ASML, meanwhile, has dropped 18% year-to-date, but gained 23.3% over the past month.
Other major chip companies in Europe include Dutch firm STMicroelectronics, which has seen its share price fall 20.9% this year, but rise 21.2% in the past month. German semiconductor manufacturer Infineon has continued the pattern, down 20.7% year-to-date and up 24.5% over the month.
Chinese sales large chunk of revenues
In October, ASMI predicted US government sanctions would slash 40% of its sales to China; these currently make up 16% of its revenue. However, Loh said the move was “not something that will kill us”, despite the fact that its Arizona facility is likely to be directly impacted by the US government’s trading decisions. The company adjusted its forecast to say the sanctions will dent only 15-25% of sales, down from what it had previously estimated could be 40% or more in lost sales.
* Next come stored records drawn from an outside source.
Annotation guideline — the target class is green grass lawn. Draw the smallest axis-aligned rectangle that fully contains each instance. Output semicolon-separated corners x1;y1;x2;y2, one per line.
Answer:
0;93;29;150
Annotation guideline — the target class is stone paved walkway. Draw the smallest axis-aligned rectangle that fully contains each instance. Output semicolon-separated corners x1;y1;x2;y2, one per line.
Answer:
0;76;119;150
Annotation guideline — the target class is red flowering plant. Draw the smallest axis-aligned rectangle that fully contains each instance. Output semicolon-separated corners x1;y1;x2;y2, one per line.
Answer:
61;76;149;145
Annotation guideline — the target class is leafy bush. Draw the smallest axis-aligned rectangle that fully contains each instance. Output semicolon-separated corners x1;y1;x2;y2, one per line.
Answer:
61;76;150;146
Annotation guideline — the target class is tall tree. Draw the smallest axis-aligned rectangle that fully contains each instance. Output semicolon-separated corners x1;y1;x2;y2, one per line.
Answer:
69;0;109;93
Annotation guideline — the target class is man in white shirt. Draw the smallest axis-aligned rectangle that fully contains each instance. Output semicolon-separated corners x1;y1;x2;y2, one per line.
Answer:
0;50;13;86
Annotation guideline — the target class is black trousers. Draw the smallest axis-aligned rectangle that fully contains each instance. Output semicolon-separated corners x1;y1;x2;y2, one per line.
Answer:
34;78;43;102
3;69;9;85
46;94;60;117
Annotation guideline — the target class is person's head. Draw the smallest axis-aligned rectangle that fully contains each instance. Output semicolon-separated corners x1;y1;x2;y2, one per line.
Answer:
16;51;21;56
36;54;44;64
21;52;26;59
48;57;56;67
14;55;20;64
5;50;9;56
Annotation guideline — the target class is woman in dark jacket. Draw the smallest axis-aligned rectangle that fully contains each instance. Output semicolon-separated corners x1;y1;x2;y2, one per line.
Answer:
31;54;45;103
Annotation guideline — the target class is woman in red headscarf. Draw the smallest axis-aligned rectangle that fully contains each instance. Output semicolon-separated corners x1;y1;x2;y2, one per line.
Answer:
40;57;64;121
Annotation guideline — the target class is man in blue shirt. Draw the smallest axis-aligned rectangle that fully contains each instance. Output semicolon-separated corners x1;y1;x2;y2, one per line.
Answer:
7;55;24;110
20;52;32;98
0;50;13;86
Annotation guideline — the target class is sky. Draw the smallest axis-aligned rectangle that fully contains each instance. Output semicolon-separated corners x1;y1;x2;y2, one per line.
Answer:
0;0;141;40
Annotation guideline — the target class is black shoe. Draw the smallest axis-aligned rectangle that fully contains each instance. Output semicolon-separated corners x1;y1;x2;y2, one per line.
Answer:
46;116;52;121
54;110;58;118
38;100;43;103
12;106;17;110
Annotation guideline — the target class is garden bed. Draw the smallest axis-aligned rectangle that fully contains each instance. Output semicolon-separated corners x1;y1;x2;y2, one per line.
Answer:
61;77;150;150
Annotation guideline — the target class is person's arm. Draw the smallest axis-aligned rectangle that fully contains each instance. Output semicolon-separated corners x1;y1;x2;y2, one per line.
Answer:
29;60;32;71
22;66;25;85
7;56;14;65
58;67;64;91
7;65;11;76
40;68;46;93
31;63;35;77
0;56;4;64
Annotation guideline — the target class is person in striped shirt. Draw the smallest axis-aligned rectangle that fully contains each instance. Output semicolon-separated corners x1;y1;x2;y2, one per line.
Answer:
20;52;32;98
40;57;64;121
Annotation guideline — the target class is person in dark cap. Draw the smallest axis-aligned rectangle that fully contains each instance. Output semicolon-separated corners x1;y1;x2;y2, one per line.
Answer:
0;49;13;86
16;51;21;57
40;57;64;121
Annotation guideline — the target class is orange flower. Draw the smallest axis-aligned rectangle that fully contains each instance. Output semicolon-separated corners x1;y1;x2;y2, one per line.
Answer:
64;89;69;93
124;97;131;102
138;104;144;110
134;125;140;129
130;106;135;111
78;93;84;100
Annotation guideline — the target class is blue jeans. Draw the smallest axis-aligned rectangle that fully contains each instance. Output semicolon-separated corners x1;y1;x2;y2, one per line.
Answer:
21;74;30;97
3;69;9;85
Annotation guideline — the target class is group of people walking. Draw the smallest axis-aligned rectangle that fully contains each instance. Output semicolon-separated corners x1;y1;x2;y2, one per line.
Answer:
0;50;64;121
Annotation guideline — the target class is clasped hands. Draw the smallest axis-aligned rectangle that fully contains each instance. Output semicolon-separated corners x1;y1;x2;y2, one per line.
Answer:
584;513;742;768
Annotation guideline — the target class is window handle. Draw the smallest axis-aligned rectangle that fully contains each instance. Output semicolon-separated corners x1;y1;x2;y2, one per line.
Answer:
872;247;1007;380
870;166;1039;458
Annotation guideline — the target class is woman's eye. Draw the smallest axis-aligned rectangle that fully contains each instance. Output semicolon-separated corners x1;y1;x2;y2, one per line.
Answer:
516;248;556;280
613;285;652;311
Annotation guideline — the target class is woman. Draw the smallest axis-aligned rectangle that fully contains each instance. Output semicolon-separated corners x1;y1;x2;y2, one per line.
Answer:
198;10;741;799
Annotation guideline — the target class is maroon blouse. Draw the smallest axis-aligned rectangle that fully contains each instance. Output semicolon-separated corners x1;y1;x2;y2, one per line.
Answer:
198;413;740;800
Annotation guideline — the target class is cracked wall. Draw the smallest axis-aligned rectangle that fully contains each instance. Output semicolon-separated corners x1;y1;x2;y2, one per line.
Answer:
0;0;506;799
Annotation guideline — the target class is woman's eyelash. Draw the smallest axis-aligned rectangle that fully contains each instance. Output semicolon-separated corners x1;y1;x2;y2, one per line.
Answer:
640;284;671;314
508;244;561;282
Key semiconductor company ASML, meanwhile, is behind an ultraviolet lithography machine needed to produce the world’s most advanced chips, and which China is keen to access. In November, ASML released bullish forecasts, citing strong demand for its tools and announcing it intends to buy back €12bn of its stock; its share price jumped 10.6% in response.
STMicroelectronics CEO Jean-Marc Chery said in November that “this is the market we do not want to escape”, and indicated no plans to halt Chinese operations, which account for approximately 30% of its revenues.
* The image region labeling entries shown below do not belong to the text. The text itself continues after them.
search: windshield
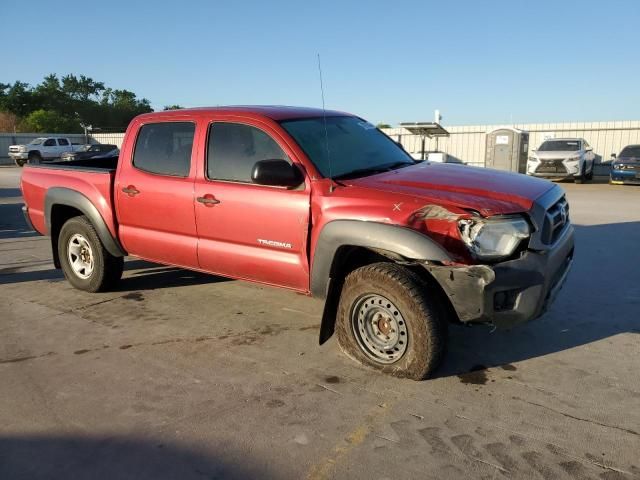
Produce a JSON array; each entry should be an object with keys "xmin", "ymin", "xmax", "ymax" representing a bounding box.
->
[
  {"xmin": 280, "ymin": 117, "xmax": 415, "ymax": 178},
  {"xmin": 620, "ymin": 145, "xmax": 640, "ymax": 158},
  {"xmin": 538, "ymin": 140, "xmax": 580, "ymax": 152}
]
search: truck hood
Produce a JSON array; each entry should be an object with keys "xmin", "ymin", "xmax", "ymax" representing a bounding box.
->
[
  {"xmin": 345, "ymin": 162, "xmax": 554, "ymax": 216},
  {"xmin": 533, "ymin": 150, "xmax": 582, "ymax": 160}
]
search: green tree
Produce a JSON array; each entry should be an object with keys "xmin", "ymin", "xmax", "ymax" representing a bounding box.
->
[
  {"xmin": 20, "ymin": 109, "xmax": 81, "ymax": 133},
  {"xmin": 0, "ymin": 74, "xmax": 153, "ymax": 133}
]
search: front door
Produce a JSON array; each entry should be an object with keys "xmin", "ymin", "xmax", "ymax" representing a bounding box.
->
[
  {"xmin": 195, "ymin": 122, "xmax": 310, "ymax": 291},
  {"xmin": 114, "ymin": 122, "xmax": 198, "ymax": 268}
]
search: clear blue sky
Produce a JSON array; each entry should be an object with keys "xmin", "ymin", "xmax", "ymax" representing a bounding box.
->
[{"xmin": 0, "ymin": 0, "xmax": 640, "ymax": 125}]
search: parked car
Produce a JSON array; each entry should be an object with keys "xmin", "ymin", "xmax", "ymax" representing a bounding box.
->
[
  {"xmin": 21, "ymin": 107, "xmax": 574, "ymax": 379},
  {"xmin": 527, "ymin": 138, "xmax": 596, "ymax": 183},
  {"xmin": 609, "ymin": 145, "xmax": 640, "ymax": 185},
  {"xmin": 60, "ymin": 143, "xmax": 118, "ymax": 162},
  {"xmin": 9, "ymin": 137, "xmax": 81, "ymax": 167}
]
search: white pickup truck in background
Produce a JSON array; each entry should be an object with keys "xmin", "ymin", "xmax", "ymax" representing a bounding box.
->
[{"xmin": 9, "ymin": 137, "xmax": 82, "ymax": 167}]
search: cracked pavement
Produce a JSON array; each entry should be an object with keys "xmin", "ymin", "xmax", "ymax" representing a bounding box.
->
[{"xmin": 0, "ymin": 168, "xmax": 640, "ymax": 479}]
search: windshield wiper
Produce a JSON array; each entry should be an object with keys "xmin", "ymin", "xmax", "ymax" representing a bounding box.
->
[{"xmin": 333, "ymin": 162, "xmax": 414, "ymax": 180}]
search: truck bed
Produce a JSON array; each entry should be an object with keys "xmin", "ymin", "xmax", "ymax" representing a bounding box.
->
[
  {"xmin": 20, "ymin": 157, "xmax": 118, "ymax": 237},
  {"xmin": 29, "ymin": 157, "xmax": 118, "ymax": 172}
]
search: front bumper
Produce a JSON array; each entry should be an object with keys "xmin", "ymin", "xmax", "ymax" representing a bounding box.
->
[{"xmin": 424, "ymin": 225, "xmax": 574, "ymax": 328}]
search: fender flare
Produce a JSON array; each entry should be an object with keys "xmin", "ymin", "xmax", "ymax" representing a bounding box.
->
[
  {"xmin": 310, "ymin": 220, "xmax": 452, "ymax": 345},
  {"xmin": 44, "ymin": 187, "xmax": 127, "ymax": 257}
]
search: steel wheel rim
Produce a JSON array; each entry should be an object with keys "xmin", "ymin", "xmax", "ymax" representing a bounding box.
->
[
  {"xmin": 67, "ymin": 233, "xmax": 94, "ymax": 279},
  {"xmin": 351, "ymin": 294, "xmax": 409, "ymax": 364}
]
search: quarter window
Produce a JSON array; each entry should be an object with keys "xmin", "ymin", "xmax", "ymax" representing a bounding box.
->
[
  {"xmin": 133, "ymin": 122, "xmax": 196, "ymax": 177},
  {"xmin": 207, "ymin": 122, "xmax": 291, "ymax": 183}
]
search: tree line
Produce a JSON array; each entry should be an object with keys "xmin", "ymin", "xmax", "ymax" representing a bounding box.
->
[{"xmin": 0, "ymin": 74, "xmax": 153, "ymax": 133}]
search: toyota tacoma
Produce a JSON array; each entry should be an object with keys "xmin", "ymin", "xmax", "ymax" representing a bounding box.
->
[{"xmin": 21, "ymin": 106, "xmax": 574, "ymax": 380}]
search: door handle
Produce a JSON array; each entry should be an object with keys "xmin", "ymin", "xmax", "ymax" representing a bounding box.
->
[
  {"xmin": 196, "ymin": 193, "xmax": 220, "ymax": 207},
  {"xmin": 122, "ymin": 185, "xmax": 140, "ymax": 197}
]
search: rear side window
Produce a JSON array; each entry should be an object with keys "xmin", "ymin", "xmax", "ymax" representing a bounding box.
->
[
  {"xmin": 207, "ymin": 123, "xmax": 291, "ymax": 183},
  {"xmin": 133, "ymin": 122, "xmax": 196, "ymax": 177}
]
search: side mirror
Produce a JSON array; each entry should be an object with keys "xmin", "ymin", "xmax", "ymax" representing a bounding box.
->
[{"xmin": 251, "ymin": 159, "xmax": 304, "ymax": 188}]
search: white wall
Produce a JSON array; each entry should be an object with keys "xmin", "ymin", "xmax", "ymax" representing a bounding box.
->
[{"xmin": 383, "ymin": 121, "xmax": 640, "ymax": 166}]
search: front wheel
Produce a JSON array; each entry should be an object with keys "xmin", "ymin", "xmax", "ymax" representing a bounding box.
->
[
  {"xmin": 336, "ymin": 263, "xmax": 447, "ymax": 380},
  {"xmin": 58, "ymin": 216, "xmax": 124, "ymax": 292}
]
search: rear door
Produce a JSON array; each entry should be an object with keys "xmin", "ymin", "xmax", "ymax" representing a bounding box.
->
[
  {"xmin": 195, "ymin": 120, "xmax": 310, "ymax": 291},
  {"xmin": 114, "ymin": 121, "xmax": 198, "ymax": 268}
]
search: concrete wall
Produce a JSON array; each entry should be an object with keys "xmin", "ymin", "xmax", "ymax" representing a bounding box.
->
[
  {"xmin": 6, "ymin": 121, "xmax": 640, "ymax": 170},
  {"xmin": 384, "ymin": 121, "xmax": 640, "ymax": 166}
]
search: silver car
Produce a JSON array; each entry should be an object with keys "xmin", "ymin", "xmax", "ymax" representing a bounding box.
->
[{"xmin": 527, "ymin": 138, "xmax": 596, "ymax": 183}]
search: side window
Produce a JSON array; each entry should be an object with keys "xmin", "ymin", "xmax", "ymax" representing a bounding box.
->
[
  {"xmin": 207, "ymin": 122, "xmax": 291, "ymax": 183},
  {"xmin": 133, "ymin": 122, "xmax": 196, "ymax": 177}
]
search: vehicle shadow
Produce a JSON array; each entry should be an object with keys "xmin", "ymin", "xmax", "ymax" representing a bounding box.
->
[
  {"xmin": 435, "ymin": 222, "xmax": 640, "ymax": 377},
  {"xmin": 0, "ymin": 435, "xmax": 276, "ymax": 480},
  {"xmin": 0, "ymin": 201, "xmax": 38, "ymax": 240},
  {"xmin": 0, "ymin": 260, "xmax": 229, "ymax": 286}
]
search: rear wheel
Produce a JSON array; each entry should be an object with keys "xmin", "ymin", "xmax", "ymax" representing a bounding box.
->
[
  {"xmin": 336, "ymin": 263, "xmax": 447, "ymax": 380},
  {"xmin": 58, "ymin": 216, "xmax": 124, "ymax": 292}
]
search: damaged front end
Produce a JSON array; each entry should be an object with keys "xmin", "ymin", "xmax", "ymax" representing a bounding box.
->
[{"xmin": 404, "ymin": 200, "xmax": 574, "ymax": 328}]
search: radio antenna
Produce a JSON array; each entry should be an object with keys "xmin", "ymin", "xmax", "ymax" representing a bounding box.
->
[{"xmin": 318, "ymin": 53, "xmax": 334, "ymax": 193}]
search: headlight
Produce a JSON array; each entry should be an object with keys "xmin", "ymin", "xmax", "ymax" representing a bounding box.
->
[{"xmin": 458, "ymin": 217, "xmax": 530, "ymax": 260}]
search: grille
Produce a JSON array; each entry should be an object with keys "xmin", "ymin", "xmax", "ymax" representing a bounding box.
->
[
  {"xmin": 536, "ymin": 159, "xmax": 567, "ymax": 173},
  {"xmin": 542, "ymin": 197, "xmax": 569, "ymax": 245},
  {"xmin": 618, "ymin": 163, "xmax": 640, "ymax": 171}
]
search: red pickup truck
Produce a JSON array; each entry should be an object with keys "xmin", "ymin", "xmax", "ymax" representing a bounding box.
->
[{"xmin": 21, "ymin": 107, "xmax": 574, "ymax": 379}]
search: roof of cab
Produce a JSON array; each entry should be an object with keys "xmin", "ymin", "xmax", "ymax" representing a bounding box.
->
[{"xmin": 141, "ymin": 105, "xmax": 351, "ymax": 121}]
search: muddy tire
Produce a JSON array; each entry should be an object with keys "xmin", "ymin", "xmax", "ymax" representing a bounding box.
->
[
  {"xmin": 58, "ymin": 216, "xmax": 124, "ymax": 292},
  {"xmin": 336, "ymin": 263, "xmax": 447, "ymax": 380}
]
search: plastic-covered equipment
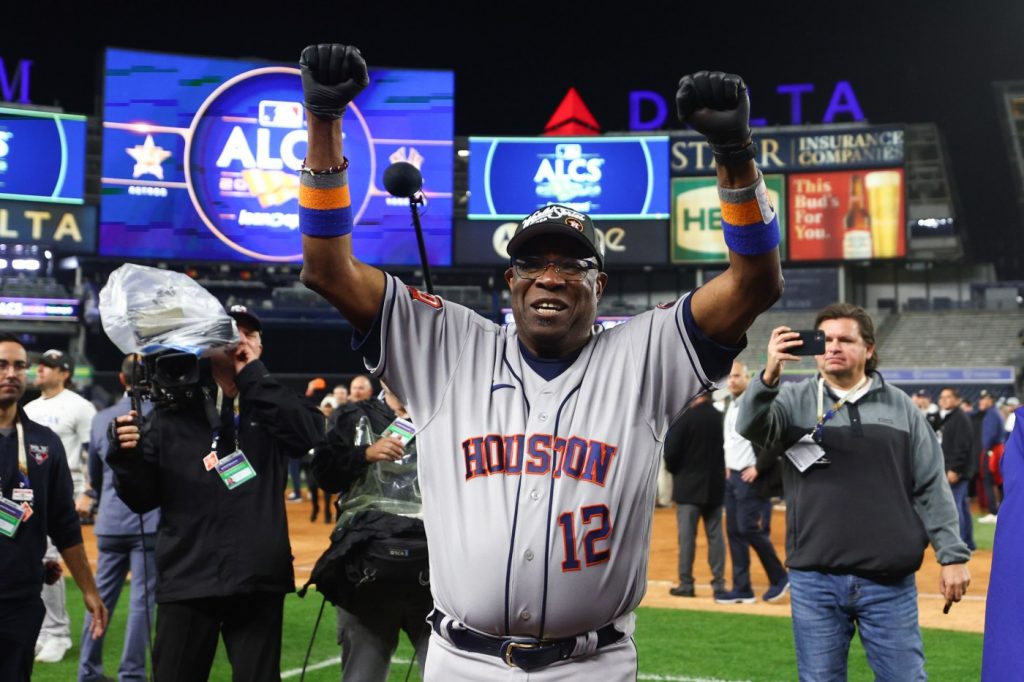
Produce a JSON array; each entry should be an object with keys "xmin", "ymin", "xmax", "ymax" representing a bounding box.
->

Theme outlook reliant on politicians
In October, President Joe Biden increased sanctions against China: to sell semiconductor and manufacturing tools, firms must secure export licenses from the US Department of Commerce.
GlobalData research shows China uses 40% of globally manufactured semiconductors, but covers only 12% of its own needs.
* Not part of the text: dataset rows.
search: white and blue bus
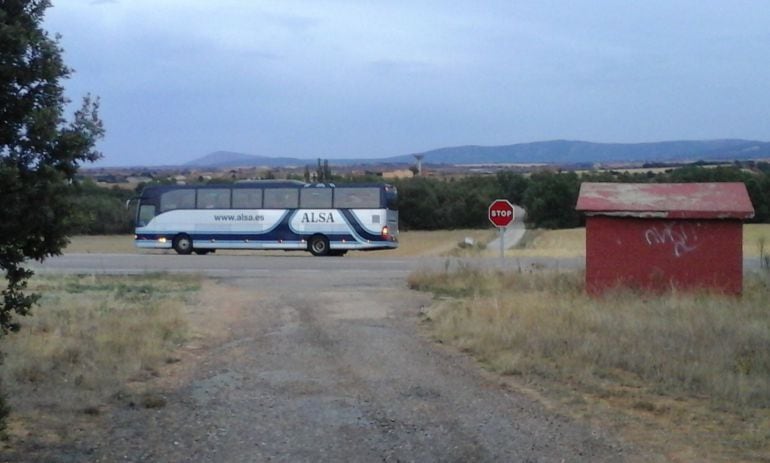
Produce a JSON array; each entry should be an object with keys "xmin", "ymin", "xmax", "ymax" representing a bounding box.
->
[{"xmin": 135, "ymin": 181, "xmax": 398, "ymax": 256}]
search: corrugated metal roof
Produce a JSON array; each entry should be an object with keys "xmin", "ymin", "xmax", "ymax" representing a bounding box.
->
[{"xmin": 577, "ymin": 183, "xmax": 754, "ymax": 219}]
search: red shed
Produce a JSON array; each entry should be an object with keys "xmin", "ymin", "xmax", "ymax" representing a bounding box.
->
[{"xmin": 577, "ymin": 183, "xmax": 754, "ymax": 294}]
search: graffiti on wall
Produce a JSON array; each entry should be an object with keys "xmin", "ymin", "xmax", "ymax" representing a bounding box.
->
[{"xmin": 644, "ymin": 222, "xmax": 700, "ymax": 257}]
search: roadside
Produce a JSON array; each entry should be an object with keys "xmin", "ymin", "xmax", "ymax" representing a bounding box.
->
[
  {"xmin": 4, "ymin": 270, "xmax": 640, "ymax": 462},
  {"xmin": 64, "ymin": 225, "xmax": 770, "ymax": 259},
  {"xmin": 409, "ymin": 267, "xmax": 770, "ymax": 462}
]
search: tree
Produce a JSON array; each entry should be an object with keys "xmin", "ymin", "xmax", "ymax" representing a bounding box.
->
[{"xmin": 0, "ymin": 0, "xmax": 104, "ymax": 336}]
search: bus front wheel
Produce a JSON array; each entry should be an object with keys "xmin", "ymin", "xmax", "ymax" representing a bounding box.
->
[
  {"xmin": 172, "ymin": 234, "xmax": 192, "ymax": 255},
  {"xmin": 307, "ymin": 235, "xmax": 329, "ymax": 256}
]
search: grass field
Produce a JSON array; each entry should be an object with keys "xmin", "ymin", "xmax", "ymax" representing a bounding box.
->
[
  {"xmin": 0, "ymin": 274, "xmax": 201, "ymax": 443},
  {"xmin": 65, "ymin": 224, "xmax": 770, "ymax": 257},
  {"xmin": 409, "ymin": 267, "xmax": 770, "ymax": 462}
]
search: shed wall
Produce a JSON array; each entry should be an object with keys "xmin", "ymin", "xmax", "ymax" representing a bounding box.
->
[{"xmin": 586, "ymin": 216, "xmax": 743, "ymax": 294}]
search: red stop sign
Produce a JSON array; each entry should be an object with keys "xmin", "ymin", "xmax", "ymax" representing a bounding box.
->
[{"xmin": 489, "ymin": 199, "xmax": 514, "ymax": 228}]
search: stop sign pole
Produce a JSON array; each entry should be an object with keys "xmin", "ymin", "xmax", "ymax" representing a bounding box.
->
[{"xmin": 488, "ymin": 199, "xmax": 515, "ymax": 263}]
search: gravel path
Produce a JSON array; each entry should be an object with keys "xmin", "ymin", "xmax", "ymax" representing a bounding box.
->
[{"xmin": 6, "ymin": 272, "xmax": 644, "ymax": 462}]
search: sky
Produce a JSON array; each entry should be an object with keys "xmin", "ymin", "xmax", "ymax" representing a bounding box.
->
[{"xmin": 44, "ymin": 0, "xmax": 770, "ymax": 166}]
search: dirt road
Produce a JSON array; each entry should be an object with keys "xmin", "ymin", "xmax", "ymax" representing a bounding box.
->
[{"xmin": 9, "ymin": 270, "xmax": 637, "ymax": 462}]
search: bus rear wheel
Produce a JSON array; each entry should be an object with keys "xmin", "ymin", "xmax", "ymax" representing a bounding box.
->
[
  {"xmin": 172, "ymin": 234, "xmax": 192, "ymax": 255},
  {"xmin": 307, "ymin": 235, "xmax": 329, "ymax": 256}
]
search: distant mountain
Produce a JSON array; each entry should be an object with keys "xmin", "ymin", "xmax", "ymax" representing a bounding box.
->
[
  {"xmin": 186, "ymin": 139, "xmax": 770, "ymax": 168},
  {"xmin": 400, "ymin": 140, "xmax": 770, "ymax": 164},
  {"xmin": 185, "ymin": 151, "xmax": 309, "ymax": 168}
]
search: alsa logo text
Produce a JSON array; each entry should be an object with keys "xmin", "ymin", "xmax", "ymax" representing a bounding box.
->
[{"xmin": 301, "ymin": 212, "xmax": 334, "ymax": 223}]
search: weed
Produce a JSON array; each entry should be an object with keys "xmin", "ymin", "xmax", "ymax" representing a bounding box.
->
[{"xmin": 0, "ymin": 274, "xmax": 200, "ymax": 438}]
The outlook for companies like ASML will depend on whether Dutch politicians agree to ongoing sanctions which restrict Chinese access. “We are weighing our own interests, our national security interest is of utmost importance, obviously we have economic interests… and the geopolitical factor always plays a role as well,” said Liesje Schreinemacher, the Netherlands’ minister for foreign trade and development cooperation.
After global chip shortages in 2021, demand has dwindled, and so have the stocks for the companies making them. Longer term, however, China is likely to make more of its own chips, reducing reliance on Europe and the US. According to Tech Insights, the Semiconductor Manufacturing International Corp. (SMIC) [0981.HK], China’s biggest semiconductor manufacturer, is rumoured to have begun shipping Bitcoin-mining semiconductors using 7-nanometer technology, despite being barred from access to state of the art technologies.
Funds in focus: Global X Semiconductor ETF
ASML is the second-largest holding in the VanEck Semiconductor UCITS ETF [SMH.L], at 11.28% of its portfolio as of 5 December. The fund also contains STMicroelectronic stock in its top 25 holdings at a weighting of 1.30%. Year-to-date, the fund has fallen by 29.4%, but gained 18.4% in the past month.
All four stocks are held in the Global X Semiconductor ETF [SEMI.AX]. As of 6 December, ASM was the second-largest holding with a weighting of 10.38% in the portfolio. Infineon had a weighting of 1.75%, STMicroelectronics 1.07% and ASM International 0.55%. The fund has slumped by 25.3% year-to-date, but risen 13.5% in the past month.
ASML is the ninth-largest holding in the iShares Semiconductor ETF [SOXX], with a weighting of 4.23% as of 5 December. STM Microelectronics has a weighting of 1.45%. The fund is down by 30% year-to- date, and up 14.3% over the past month.